When the iPhone X was announced last week, I heard from many people that the technology being used could already be found in other devices. Which may be true, but that doesn’t mean that it’s necessarily worse off for using the technology later. I often compare Apple and Samsung as it relates to their phones. Mostly because I’m interested to hear what devices people are using and why. So today, we have a run down for you on how the iPhone X compares with the Samsung Galaxy S8.

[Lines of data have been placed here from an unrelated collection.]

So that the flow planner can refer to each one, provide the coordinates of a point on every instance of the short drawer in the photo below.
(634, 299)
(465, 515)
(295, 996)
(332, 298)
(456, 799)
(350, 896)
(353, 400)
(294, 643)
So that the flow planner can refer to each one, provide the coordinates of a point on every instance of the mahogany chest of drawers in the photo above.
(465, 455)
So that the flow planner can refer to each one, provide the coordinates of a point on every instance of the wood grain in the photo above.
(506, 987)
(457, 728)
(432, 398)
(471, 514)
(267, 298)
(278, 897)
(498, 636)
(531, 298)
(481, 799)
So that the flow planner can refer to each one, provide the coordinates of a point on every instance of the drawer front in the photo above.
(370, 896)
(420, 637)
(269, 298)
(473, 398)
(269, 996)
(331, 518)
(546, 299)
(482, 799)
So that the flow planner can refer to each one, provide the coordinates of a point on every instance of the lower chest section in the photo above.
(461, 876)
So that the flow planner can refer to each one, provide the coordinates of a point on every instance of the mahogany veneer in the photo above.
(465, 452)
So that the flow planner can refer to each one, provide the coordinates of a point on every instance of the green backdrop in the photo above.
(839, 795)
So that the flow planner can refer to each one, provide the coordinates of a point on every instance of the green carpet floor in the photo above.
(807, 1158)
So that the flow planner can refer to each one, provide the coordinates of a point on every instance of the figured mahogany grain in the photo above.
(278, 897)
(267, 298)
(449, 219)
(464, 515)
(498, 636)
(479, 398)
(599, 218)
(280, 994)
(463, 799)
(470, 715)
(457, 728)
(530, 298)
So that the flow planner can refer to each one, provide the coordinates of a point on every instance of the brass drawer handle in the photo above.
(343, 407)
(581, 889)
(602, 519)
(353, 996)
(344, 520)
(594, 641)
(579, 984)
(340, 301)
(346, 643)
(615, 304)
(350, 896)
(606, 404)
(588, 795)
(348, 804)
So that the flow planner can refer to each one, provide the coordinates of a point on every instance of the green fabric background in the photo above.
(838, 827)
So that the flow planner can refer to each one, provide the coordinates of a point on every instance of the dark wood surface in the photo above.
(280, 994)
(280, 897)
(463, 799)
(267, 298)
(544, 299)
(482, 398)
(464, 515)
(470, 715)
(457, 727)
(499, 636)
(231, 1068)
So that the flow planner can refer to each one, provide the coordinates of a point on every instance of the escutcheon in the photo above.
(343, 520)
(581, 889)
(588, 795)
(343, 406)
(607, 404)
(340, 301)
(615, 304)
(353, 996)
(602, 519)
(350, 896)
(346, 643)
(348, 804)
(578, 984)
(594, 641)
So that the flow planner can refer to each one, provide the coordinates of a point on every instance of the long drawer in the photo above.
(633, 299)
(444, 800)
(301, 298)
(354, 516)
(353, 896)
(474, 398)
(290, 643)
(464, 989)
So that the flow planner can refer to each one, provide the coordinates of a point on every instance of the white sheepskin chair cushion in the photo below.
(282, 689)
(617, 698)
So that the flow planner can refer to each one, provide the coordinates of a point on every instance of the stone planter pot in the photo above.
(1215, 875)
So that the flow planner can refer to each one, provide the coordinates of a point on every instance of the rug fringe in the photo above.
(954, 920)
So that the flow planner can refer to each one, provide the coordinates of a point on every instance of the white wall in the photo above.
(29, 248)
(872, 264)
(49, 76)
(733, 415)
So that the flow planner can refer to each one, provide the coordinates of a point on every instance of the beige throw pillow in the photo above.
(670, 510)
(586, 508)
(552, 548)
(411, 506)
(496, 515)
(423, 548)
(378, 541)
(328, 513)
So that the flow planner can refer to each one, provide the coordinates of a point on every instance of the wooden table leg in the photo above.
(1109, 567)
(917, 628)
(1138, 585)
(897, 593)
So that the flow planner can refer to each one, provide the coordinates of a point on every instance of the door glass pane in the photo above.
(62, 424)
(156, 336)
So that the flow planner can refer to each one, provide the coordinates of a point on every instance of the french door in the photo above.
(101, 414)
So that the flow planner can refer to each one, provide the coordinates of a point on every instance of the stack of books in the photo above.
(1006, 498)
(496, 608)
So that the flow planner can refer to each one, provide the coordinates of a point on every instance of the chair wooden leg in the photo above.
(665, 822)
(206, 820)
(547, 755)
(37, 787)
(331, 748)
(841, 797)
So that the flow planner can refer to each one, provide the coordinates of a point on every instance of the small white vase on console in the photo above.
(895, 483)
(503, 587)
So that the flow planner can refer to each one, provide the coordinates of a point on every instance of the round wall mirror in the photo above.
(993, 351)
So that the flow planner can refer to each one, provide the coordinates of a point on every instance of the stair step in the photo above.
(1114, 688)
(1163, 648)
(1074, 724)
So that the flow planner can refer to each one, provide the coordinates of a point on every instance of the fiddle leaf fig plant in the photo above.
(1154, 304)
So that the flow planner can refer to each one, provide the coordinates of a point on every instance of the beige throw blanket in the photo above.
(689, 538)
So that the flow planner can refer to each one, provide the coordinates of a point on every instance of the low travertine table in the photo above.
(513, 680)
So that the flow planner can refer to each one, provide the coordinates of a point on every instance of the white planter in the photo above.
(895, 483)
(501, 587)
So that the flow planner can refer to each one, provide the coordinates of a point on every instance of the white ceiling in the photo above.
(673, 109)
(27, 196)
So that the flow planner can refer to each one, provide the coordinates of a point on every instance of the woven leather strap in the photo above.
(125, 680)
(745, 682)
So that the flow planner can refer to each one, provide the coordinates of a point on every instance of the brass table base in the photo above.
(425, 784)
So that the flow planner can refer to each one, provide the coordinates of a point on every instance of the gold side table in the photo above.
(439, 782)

- Operating system: iOS 11
- Size: 5.65″ x 2.79″
- Screen: 5.8″ “Super Retina” OLED Display with True Tone and 3D Touch
- Processor: Apple A11 Bionic
- Camera: Dual system with 12 megapixel wide angle (f/1.8) and telephoto (f/2.4) with OIS; New “Portrait Lighting” function for selfies
- Video: 4K at up to 60 fps, slow-mo at 1080p up to 240 fps
- Advertised battery life: Up to 12 hours of Internet use
- Bonus features: Wireless charging; Facial recognition unlocking; Apple Pay
- Price: $999 and up
Samsung Galaxy S8
- Operating system: Android 7.0
- Size: 5.86″ x 2.68″ (6.28″ x 2.88″ for larger Samsung Galaxy S8 Plus)
- Screen: 5.8″ Super AMOLED Display
- Processor: Snapdragon 835 or Exynos 8895
- Camera: Single 12MP f/1.7 with OIS
- Video: 4K at up to 30 fps, slow-mo at 720p and 240 fps
- Advertised battery life: Up to 12 hours of Internet use on 4G
- Bonus features: Samsung Bixby assistant; Wireless charging; Iris, face and fingerprint scanners; Samsung Pay
- Price: $749 for Galaxy S8; $849 for larger Galaxy S8 Plus
According to a CNET report, the iPhone X doesn’t have the ability to tap into super fast wireless network technology called Gigabit LTE. But there are 10 Android phones that do – including the Samsung Galaxy S8. The Gigabit LTE gives you the ability to reach a theoretical peak speed of 1 gigabit per second. That’s the highest speed offered by ISP’s. To put that into perspective, that’s fast enough for you to download a two hour movie in just 15 seconds.
Apple confirmed that the new iPhones will be able to tap into LTE Advanced networks, which only give you (at most) 500 megabits per second. Which is incredibly fast, no matter what you think. But it’s still not as fast as the Samsung phone. That being said, Apple has never been at the cutting edge when it comes to networking tech. Maybe they’re waiting to see how the technology plays out before getting involved with it. And can you really blame them?
I typically say that I like Apple products over Samsung. Which I’m going to say again today, but you have to remember that you’re not comparing apples to apples. No pun intended. Yes, there are things that you can compare. Ram, for example. But they run on completely different platforms. Which is why I think it’s hard to make a true comparison. And when it comes down to it, what do you care more about – the specs or what the device can do? Which is all about the software and those kinds of features. Isn’t it? How the apps work with other apps. How it connects to any other devices (smartwatches etc.) is also an important feature, so I think we’re doing both phones a disservice when we compare them.